Verhandelt wurde der Vorgang, der sich im Juli vergangenen Jahres gegen 8.45 Uhr in einem Ort im Haßgau abgespielt hatte. Es war ein sonniger Morgen, ein in der Nähe wohnender Anwohner (33 Jahre) öffnete seine Balkontür und trat, eine dampfende Tasse Kaffee in der Hand, ins Freie. Es dauerte gar nicht lange, da hörte er einen dumpfen Schlag. Neugierig blickte er nach draußen und sah zwei dunkle Autos gleicher Marke so dicht beieinander stehen, dass für ihn klar war: Da hat's gerummst.

Zu seiner Freundin in der Wohnung rief er: "Schatz, da hat's geklappert". Die hatte den Knall ebenfalls gehört, trat hinzu und sah die Bescherung. Beide beobachteten, wie die Fahrerin eines der Autos die Seitenscheibe runterließ, nach links und rechts schaute und dann ihr Fahrzeug ein kleines Stück wegfuhr, bevor sie erneut stoppte. Als sie kurz darauf wegfuhr und nach einem kleinen Wendemanöver erneut - auf einem anderen Platz - einparkte, erkannte der Augenzeuge das Nummernschild des Wagens.

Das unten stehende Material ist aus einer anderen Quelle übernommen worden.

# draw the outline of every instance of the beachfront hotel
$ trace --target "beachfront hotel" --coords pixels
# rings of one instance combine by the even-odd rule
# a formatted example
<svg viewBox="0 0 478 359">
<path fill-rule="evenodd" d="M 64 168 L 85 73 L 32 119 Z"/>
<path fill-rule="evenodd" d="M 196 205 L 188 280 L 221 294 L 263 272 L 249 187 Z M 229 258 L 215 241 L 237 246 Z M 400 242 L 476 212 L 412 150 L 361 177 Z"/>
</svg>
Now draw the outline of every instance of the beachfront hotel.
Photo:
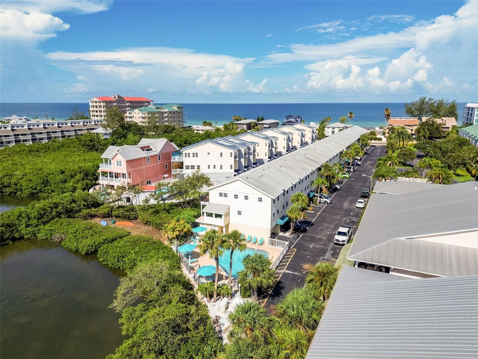
<svg viewBox="0 0 478 359">
<path fill-rule="evenodd" d="M 149 185 L 171 178 L 171 156 L 178 149 L 165 138 L 142 138 L 136 146 L 109 146 L 101 155 L 102 187 Z"/>
<path fill-rule="evenodd" d="M 128 110 L 134 110 L 154 103 L 153 100 L 145 97 L 123 97 L 118 94 L 111 97 L 94 97 L 89 101 L 89 114 L 94 120 L 103 120 L 109 107 L 116 106 L 123 113 L 126 113 Z"/>
<path fill-rule="evenodd" d="M 61 140 L 91 132 L 101 127 L 101 120 L 32 120 L 0 124 L 0 148 L 18 144 L 31 145 Z"/>
<path fill-rule="evenodd" d="M 291 196 L 313 196 L 312 182 L 320 166 L 339 161 L 342 152 L 367 132 L 353 126 L 211 187 L 196 221 L 208 228 L 238 229 L 258 238 L 279 233 L 289 220 Z"/>
<path fill-rule="evenodd" d="M 186 114 L 181 105 L 149 105 L 127 111 L 125 122 L 135 122 L 144 126 L 150 121 L 156 124 L 169 124 L 175 127 L 182 127 L 186 121 Z"/>
</svg>

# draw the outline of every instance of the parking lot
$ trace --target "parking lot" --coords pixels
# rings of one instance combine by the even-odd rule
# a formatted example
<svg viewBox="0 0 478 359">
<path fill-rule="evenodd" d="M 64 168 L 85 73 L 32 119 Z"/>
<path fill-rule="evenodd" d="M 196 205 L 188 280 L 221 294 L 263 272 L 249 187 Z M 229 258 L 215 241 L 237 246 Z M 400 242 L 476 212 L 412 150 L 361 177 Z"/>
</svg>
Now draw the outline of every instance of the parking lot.
<svg viewBox="0 0 478 359">
<path fill-rule="evenodd" d="M 352 229 L 353 237 L 363 210 L 356 208 L 355 203 L 360 198 L 361 189 L 370 187 L 370 179 L 367 176 L 371 175 L 377 158 L 385 152 L 385 146 L 372 146 L 363 157 L 362 165 L 356 168 L 349 178 L 342 180 L 342 189 L 330 191 L 332 203 L 321 204 L 315 207 L 313 212 L 306 212 L 308 216 L 304 221 L 308 225 L 306 232 L 295 233 L 292 237 L 282 235 L 278 237 L 288 240 L 292 248 L 284 257 L 284 263 L 281 262 L 278 267 L 279 280 L 275 286 L 270 294 L 262 298 L 261 304 L 266 307 L 277 304 L 293 289 L 302 287 L 307 274 L 303 265 L 337 259 L 342 246 L 334 244 L 334 236 L 339 227 L 343 225 Z"/>
</svg>

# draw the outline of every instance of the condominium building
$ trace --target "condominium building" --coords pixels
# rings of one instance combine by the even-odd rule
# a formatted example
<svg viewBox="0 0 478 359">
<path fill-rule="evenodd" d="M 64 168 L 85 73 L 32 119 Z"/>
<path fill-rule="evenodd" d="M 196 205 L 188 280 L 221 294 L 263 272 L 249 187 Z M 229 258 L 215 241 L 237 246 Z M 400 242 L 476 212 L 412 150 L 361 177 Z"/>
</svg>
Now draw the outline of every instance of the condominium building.
<svg viewBox="0 0 478 359">
<path fill-rule="evenodd" d="M 127 111 L 125 122 L 145 125 L 154 121 L 156 124 L 169 124 L 182 127 L 186 120 L 185 112 L 181 105 L 149 105 Z"/>
<path fill-rule="evenodd" d="M 136 146 L 109 146 L 101 155 L 98 182 L 106 185 L 151 185 L 172 177 L 172 154 L 178 149 L 165 138 L 143 138 Z"/>
<path fill-rule="evenodd" d="M 106 115 L 106 109 L 114 106 L 117 106 L 123 113 L 126 113 L 128 110 L 139 108 L 154 103 L 153 100 L 145 97 L 123 97 L 118 94 L 110 97 L 94 97 L 89 101 L 90 117 L 93 119 L 103 120 Z"/>
<path fill-rule="evenodd" d="M 478 123 L 478 102 L 467 103 L 463 112 L 462 124 Z"/>
<path fill-rule="evenodd" d="M 272 128 L 279 126 L 279 121 L 277 120 L 263 120 L 256 123 L 256 124 L 259 128 L 259 130 L 263 130 L 264 128 Z"/>
<path fill-rule="evenodd" d="M 341 123 L 339 122 L 335 122 L 333 123 L 326 125 L 325 130 L 326 137 L 336 134 L 339 131 L 345 130 L 348 127 L 348 126 L 347 123 Z"/>
<path fill-rule="evenodd" d="M 313 195 L 312 182 L 320 166 L 339 161 L 341 152 L 366 133 L 354 126 L 212 186 L 202 204 L 229 215 L 211 218 L 203 211 L 196 221 L 224 233 L 238 229 L 264 238 L 279 233 L 289 219 L 291 196 L 298 192 Z"/>
<path fill-rule="evenodd" d="M 101 126 L 100 120 L 29 121 L 0 124 L 0 148 L 17 144 L 31 145 L 54 138 L 74 137 Z"/>
</svg>

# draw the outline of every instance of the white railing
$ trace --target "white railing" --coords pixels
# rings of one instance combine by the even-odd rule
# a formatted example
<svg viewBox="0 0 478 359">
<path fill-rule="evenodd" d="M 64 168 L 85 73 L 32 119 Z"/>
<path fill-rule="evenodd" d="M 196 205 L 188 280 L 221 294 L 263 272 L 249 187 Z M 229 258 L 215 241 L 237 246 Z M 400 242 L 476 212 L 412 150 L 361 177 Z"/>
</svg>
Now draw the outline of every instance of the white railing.
<svg viewBox="0 0 478 359">
<path fill-rule="evenodd" d="M 281 241 L 280 239 L 273 239 L 272 238 L 268 238 L 267 245 L 272 247 L 278 247 L 279 248 L 288 247 L 289 241 Z"/>
<path fill-rule="evenodd" d="M 284 256 L 285 255 L 285 254 L 287 253 L 287 251 L 289 250 L 289 242 L 286 242 L 285 243 L 287 244 L 287 246 L 282 248 L 282 250 L 281 251 L 281 253 L 279 255 L 279 256 L 275 258 L 275 260 L 274 261 L 274 263 L 272 264 L 271 268 L 275 269 L 279 267 L 279 264 L 281 263 L 281 261 L 282 260 L 282 258 L 284 258 Z"/>
</svg>

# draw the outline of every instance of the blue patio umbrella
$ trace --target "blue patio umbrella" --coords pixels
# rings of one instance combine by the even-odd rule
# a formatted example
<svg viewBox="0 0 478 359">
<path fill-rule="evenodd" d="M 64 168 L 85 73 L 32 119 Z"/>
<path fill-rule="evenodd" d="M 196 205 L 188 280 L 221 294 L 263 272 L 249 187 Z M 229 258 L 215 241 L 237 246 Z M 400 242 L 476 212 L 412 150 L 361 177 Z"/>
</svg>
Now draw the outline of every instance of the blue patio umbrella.
<svg viewBox="0 0 478 359">
<path fill-rule="evenodd" d="M 216 273 L 215 266 L 203 266 L 197 269 L 198 275 L 203 277 L 208 277 Z"/>
<path fill-rule="evenodd" d="M 195 233 L 198 233 L 200 232 L 204 232 L 205 231 L 207 231 L 207 228 L 206 227 L 196 227 L 196 228 L 193 228 L 193 232 Z"/>
<path fill-rule="evenodd" d="M 194 243 L 189 244 L 183 244 L 178 247 L 178 251 L 182 253 L 187 253 L 188 252 L 192 252 L 196 248 L 196 245 Z"/>
</svg>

Und da schrieb er den besagten Zettel und befestigte ihn an dem angefahrenen Wagen. Dessen Eigentümer (28 Jahre) befand sich zu dieser Zeit im Krankenstand und war nicht in der Lage, Auto zu fahren. Von daher blieb das Fahrzeug rund drei Wochen an Ort und Stelle. Ende Juli aber sprach der Geschädigte die mutmaßliche Unfallverursacherin an und bat sie, den Schaden - eine Delle an der Stoßstange und am Nummernschild - ihrer Versicherung zu melden.
Das alles abstritt, landete die Sache bei der Polizei. Jedoch konnte die als Zeugin anwesende vereidigte Sachverständige kaum etwas zur Aufklärung beitragen. Auf die entscheidende Frage nach der Unfallursache wollte die Diplom-Ingenieurin nichts ausschließen: Möglicherweise ja, aber nicht zwingend sei der Wagen der Beschuldigten der Schadensverursacher.

Klare Sache für Staatsanwalt

Als nach über einer Stunde die ermittelnde Polizeibeamtin, der Geschädigte, die beiden Anwohner und die Gutachterin ausgesagt hatten, zog Staatsanwalt Ralf Hofmann das Fazit: Für ihn war klar, dass nur die nicht vorbelastete Angeklagte als Unfallverursacherin in Frage kommt. Er forderte eine Geldstrafe von 40 Tagessätzen á 60 Euro und drei Monate Fahrverbot.
Rechtsanwalt Tilman Fischer hingegen wies auf die seiner Meinung nach letztlich nicht ausgeräumten Ungereimtheiten hin. Zudem, argumentierte er, sei der geschilderte Zeitablauf so nicht möglich, weil seine Mandantin nachweislich um 8.44 Uhr die Stechuhr in ihrer Firma bedient habe. Von daher forderte er nach dem Grundsatz "in dubio pro reo" (im Zweifel für den Angeklagten) einen Freispruch für seine Mandantin.

Das Gericht aber hielt die Schuld für erwiesen und orientierte sich bei der Anzahl der Tagessätze und der Länge des Fahrverbotes an dem ursprünglich erlassenen Strafbefehl. Die als Zeugen vernommenen Anwohner hielt der Strafrichter für absolut glaubwürdig. Er glaube nicht an den unbekannten Dritten als Unfallverursacher, fügte er hinzu.

Die Reaktionen der Verurteilten und ihrer als Zuhörer anwesenden Verwandten lassen vermuten, dass gegen den Richterspruch Berufung beim Bamberger Landgericht eingelegt wird.